The trip had begun before sunrise in Poughkeepsie, the riverfront town where New York’s colonial leaders ratified the United States Constitution. The train picked up a small collection of people with their own reasons to be riding a train into Manhattan so early on the Sunday after Thanksgiving. It stopped in Ossining an hour after it left Poughkeepsie, then in Tarrytown 18 minutes before the crash.
That was its last stop before 125th Street in Manhattan, where it was due 12 minutes after it derailed.
Mr. Cuomo, at the news conference with Mr. Weener of the safety board, said more than once that “safety is Job 1.”
“If there is a lesson to be learned from this tragedy,” the governor said, “we want to learn it.”
The victims were identified as James M. Ferrari, 59, of Montrose, N.Y.; Kisook Ahn, 35, of Woodside, Queens; Jim G. Lovell, 58, of Cold Spring, N.Y.; and Donna L. Smith, 54, of Newburgh, N.Y. The injured passengers were taken to a number of hospitals. A police officer who was on the train was taken to St. Barnabas Hospital with broken bones. The officer, a woman, was in stable condition, officials at the hospital said.
NewYork-Presbyterian Hospital/Columbia University Medical Center said two of the 14 passengers it treated were in critical condition on Sunday night; five others were admitted. Four other passengers were treated at NewYork-Presbyterian Hospital/Allen Pavilion, at Broadway and 220th Street.
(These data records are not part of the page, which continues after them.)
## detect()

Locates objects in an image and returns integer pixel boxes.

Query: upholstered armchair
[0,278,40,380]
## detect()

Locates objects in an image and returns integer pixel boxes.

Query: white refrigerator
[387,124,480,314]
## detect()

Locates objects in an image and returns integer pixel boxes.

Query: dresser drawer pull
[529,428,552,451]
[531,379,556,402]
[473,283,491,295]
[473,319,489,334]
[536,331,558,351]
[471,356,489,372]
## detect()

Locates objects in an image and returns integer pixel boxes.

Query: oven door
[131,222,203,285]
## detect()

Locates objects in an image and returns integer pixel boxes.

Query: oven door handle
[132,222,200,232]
All four were released, the hospital said.
Mayor Michael R. Bloomberg did not visit the accident scene, but Sunday night he visited victims at Montefiore Medical Center and at St. Barnabas.
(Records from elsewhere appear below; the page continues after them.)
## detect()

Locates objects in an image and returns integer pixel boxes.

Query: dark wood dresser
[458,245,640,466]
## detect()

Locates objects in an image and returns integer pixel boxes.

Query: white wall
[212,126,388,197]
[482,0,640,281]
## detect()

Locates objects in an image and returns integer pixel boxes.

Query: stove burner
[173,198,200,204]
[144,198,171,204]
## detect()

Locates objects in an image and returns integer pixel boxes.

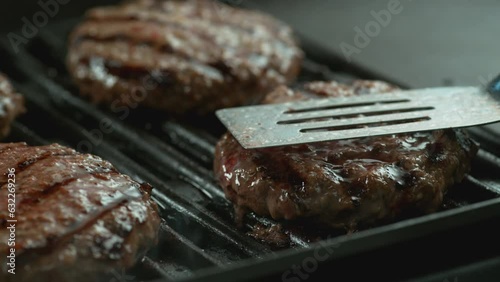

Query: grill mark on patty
[14,159,119,209]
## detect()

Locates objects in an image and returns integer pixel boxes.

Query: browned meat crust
[214,81,477,230]
[0,143,160,281]
[0,74,25,138]
[67,0,302,114]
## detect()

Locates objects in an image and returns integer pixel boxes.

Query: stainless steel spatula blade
[216,87,500,149]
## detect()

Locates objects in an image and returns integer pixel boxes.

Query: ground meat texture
[0,143,160,282]
[0,74,25,138]
[67,0,303,114]
[214,81,477,231]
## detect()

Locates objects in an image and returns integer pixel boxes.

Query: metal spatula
[216,76,500,149]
“The two families that I talked to, their loved ones were in serious but not critical condition, and the doctors had told them both that they were going to survive and, with some pain and that sort of thing, come out O.K.,” Mr. Bloomberg said after his visit to St. Barnabas, before he entered Montefiore.
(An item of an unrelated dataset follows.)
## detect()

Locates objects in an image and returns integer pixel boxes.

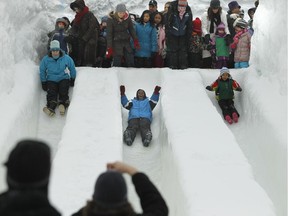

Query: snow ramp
[50,68,275,216]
“Both very badly banged up; in one case the woman was in the operating room so I didn’t talk to her, I talked to family members,” he said. “In the other case, I talked to the police officer, who is 37 years old, been on the job for eight years, and she was in good spirits; actually, we joked about me being unemployed in 32 days and the fact that I was too old to join the Police Department. She had three kids and the kids are O.K. Somebody had taken care of them.”
He added, “The tragic thing is four people who aren’t going to come home. I think at this point most, if not all, of those that were critical look like they will be O.K., eventually.”
The fire commissioner, Salvatore J. Cassano, said the consequences of the accident — the injuries and the disruptions — could have been worse if it had not happened on a Sunday morning. “On a work day, fully occupied, it would have been a tremendous disaster,” he said.
But passengers said it was harrowing just the same. Some had fallen asleep, like Joel Zaritsky of Poughkeepsie, on his way to Manhattan for a dental convention, and Ryan Kelly of Yorktown Heights, N.Y., on his way to his job at a discount clothing store in Lower Manhattan. Mr. Kelly said he had holiday music playing on his headphones and woke up realizing that the train was tilting over.
“I grabbed the seat and got thrown into the shelf where you put your stuff,” he said. “I hooked my hand in there and shielded my face with the other hand.” He said one hand was injured.
Mr. Russell, who was in the third car from the back, said the train tipped and slid along “like a vacuum cleaner” as it came off the tracks, with gravel and dirt pouring in as the windows shattered. He gripped his seat as the train rolled over.
“You had to hold the chair so you didn’t fall out,” he said.
Mr. Russell said he helped other passengers before climbing out into a field of broken glass and debris. He was taken to Jacobi Medical Center, where he was treated for back pain and released. He said he was rethinking his routine.
“You think you’re safe on the train,” he said. “I know I’m going to be taking a car for a while.”